SEC warns of fake Morgan Stanley, other investment solicitors

The Securities and Exchange Commission (SEC) has flagged three more groups, including one pretending to be US investment bank Morgan Stanley, that are offering investment schemes even though they have not secured the necessary permits.

In several advisories, the SEC advised the public against dealing with Hope Advertisement Marketing or Hope Financial Market OPC; Multi-Asset Solution, Multi-Asset Financial Consultancy Services, or JBF & Gainz Philippines Founder; and Morgan Stanley Investment Firm Elinyapp,, or Eliny_App due to their unauthorized solicitation of investments without the necessary license.

The Commission said the Eliny group "impersonates the leading American NYSE-listed global financial services firm, Morgan Stanley.”

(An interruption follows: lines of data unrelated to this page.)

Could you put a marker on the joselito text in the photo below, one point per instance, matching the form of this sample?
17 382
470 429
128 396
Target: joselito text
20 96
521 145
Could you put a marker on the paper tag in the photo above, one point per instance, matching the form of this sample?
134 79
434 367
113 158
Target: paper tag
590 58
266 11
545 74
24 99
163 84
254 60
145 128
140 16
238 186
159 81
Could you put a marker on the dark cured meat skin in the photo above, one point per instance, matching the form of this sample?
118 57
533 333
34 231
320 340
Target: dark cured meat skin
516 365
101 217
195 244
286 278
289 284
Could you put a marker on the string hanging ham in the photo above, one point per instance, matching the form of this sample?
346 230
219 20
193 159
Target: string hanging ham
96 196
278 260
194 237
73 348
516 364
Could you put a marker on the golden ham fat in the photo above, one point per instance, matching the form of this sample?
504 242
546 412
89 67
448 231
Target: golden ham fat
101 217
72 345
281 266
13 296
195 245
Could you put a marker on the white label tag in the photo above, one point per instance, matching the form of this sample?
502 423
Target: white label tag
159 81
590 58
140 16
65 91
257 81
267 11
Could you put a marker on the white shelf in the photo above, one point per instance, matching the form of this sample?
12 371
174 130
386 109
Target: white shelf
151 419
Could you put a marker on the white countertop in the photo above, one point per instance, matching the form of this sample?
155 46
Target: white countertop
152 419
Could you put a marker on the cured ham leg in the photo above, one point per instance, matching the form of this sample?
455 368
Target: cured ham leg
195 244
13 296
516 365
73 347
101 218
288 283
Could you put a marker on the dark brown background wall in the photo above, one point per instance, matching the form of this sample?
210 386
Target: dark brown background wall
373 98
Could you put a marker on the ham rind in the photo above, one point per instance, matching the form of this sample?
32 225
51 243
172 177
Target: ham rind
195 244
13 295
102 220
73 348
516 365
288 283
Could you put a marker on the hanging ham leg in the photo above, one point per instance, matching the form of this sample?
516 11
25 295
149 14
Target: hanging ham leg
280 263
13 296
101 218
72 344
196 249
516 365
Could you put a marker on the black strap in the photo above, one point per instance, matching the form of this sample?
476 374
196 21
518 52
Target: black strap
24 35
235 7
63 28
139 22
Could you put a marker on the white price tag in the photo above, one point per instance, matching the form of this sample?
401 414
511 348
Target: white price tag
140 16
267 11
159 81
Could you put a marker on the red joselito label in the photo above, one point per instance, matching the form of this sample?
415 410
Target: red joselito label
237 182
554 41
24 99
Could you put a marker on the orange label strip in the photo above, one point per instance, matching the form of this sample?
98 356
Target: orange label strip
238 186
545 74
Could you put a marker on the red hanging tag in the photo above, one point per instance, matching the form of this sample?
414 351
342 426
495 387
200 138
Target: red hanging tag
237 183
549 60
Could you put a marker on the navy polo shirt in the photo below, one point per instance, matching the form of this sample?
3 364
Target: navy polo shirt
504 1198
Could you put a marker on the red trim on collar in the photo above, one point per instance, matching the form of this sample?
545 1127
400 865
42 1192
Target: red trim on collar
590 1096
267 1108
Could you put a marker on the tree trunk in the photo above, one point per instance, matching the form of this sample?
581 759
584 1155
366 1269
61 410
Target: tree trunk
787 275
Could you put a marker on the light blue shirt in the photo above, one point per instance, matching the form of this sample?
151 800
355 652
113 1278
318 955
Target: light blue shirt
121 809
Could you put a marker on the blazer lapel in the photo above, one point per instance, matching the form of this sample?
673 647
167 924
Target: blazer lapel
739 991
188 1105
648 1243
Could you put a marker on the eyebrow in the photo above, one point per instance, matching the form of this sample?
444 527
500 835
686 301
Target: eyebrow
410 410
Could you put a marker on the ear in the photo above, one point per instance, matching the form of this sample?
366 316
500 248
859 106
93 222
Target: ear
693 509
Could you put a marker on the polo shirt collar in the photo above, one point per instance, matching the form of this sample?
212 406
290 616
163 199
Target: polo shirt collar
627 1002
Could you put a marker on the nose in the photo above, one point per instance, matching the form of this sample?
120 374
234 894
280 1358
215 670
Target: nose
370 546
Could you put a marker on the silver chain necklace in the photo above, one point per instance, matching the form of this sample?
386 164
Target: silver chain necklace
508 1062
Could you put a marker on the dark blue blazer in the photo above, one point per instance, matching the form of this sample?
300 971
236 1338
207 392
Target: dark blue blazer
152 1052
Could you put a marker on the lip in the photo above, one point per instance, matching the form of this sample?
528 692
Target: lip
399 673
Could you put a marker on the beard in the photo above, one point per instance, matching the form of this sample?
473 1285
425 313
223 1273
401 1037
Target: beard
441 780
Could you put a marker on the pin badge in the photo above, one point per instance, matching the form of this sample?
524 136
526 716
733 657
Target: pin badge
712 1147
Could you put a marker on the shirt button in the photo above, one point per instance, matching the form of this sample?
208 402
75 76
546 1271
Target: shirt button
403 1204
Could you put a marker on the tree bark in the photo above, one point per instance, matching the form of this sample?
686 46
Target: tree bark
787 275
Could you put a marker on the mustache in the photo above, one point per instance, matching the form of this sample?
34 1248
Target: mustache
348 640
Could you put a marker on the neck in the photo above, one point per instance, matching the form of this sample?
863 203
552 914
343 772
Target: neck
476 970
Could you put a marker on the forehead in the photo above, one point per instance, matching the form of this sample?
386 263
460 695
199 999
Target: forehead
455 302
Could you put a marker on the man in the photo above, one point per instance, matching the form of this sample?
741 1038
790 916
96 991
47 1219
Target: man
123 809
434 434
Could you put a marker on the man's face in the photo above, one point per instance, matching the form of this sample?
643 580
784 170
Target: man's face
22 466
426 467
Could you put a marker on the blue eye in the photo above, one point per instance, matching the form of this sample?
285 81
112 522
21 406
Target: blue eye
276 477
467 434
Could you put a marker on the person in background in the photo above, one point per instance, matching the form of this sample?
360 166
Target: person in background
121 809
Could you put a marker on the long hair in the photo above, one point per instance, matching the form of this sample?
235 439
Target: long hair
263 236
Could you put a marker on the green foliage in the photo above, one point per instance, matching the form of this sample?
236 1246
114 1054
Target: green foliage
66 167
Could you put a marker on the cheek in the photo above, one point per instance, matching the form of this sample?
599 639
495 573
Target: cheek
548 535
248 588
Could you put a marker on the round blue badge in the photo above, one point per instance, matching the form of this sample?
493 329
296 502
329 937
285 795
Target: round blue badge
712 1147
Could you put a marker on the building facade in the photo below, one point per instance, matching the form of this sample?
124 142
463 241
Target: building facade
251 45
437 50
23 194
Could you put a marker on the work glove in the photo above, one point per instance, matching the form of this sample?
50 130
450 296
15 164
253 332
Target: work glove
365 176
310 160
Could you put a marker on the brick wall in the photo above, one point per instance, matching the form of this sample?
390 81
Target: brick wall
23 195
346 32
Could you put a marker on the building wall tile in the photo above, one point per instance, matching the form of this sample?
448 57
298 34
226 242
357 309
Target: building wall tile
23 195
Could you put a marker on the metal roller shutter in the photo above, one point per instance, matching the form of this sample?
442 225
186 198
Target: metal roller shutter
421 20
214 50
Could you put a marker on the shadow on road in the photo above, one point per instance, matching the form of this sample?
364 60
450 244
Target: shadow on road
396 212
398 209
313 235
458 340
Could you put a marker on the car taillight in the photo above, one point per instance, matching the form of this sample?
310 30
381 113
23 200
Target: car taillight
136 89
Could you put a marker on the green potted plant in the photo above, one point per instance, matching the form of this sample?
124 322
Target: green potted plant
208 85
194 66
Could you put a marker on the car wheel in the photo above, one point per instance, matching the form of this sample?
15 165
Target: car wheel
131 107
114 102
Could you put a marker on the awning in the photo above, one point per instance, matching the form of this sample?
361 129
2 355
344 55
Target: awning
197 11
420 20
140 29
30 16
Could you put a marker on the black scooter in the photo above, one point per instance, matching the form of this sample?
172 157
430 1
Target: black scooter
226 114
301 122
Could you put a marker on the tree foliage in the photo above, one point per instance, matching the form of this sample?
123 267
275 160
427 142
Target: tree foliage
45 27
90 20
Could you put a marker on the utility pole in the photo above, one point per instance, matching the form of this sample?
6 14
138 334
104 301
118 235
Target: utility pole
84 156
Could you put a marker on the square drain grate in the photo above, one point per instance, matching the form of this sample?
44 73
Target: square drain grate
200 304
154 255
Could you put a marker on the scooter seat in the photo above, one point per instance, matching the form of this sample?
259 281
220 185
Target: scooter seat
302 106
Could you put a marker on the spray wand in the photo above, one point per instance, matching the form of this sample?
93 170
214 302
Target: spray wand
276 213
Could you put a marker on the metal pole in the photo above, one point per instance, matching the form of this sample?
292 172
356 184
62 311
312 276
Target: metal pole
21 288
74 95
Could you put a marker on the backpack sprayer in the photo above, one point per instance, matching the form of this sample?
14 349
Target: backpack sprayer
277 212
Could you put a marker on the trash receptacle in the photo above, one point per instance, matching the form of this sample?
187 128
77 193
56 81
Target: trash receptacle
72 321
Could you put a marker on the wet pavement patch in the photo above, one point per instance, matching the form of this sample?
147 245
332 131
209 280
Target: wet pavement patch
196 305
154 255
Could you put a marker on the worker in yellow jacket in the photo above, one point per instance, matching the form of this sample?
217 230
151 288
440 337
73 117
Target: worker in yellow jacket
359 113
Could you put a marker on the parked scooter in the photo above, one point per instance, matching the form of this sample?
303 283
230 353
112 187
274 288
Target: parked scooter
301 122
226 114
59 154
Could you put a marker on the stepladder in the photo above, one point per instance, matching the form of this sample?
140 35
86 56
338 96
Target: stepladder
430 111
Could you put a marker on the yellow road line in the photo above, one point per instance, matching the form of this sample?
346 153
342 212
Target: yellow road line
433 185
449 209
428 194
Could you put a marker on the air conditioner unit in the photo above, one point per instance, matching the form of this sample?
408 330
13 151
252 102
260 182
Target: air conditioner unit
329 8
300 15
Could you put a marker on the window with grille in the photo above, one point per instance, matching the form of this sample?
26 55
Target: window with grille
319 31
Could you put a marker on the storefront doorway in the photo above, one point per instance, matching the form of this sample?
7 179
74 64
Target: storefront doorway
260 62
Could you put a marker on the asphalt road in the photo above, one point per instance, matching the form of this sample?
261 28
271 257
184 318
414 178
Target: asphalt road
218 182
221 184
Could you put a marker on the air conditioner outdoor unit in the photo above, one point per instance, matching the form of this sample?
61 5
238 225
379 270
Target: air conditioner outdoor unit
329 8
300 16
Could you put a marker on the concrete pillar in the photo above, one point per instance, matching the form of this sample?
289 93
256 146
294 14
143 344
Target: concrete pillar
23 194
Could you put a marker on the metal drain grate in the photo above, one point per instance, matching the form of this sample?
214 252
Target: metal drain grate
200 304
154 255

The SEC said it claims that it is an App owned by Morgan Stanley, which provides real-time investment based on the port container shipping index. 

It offers prospective investors a guaranteed 50 percent daily profit for a P500 up to P1,500 investment, a 10 percent referral bonus, and a daily salary of P350 up to P6,500.

Meanwhile, Hope Advertisement or Hope Financial entices the public to invest online in a lock-in short-term or long-term investment plan for as low as P1,000 for a 20 percent guaranteed profit in eight days, up to P50,000 for a 160 percent guaranteed profit in 40 days. 

“However, prospective investors must note that this entity is not engaged in any legitimate business that would generate legitimate income,” the SEC said.

On the other hand, the Multi-Asset/JBF group solicits investment from the public, purportedly to be invested in several income-generating activities such as heavy equipment rentals, cryptocurrency trading through different online trading platforms, casino VIP financing, and land development, and whose business names were not divulged. 

The SEC added that the group entices the public to invest in three plans with a guaranteed profit of 30 percent up to 200 percent within seven to 25 days, respectively.

“Some of these groups' investment schemes or actions resemble a pyramid/Ponzi scheme, where investors earn through recruitment fees instead of the sale of actual products/services, and investors are paid using the contribution of new members,” according to the SEC.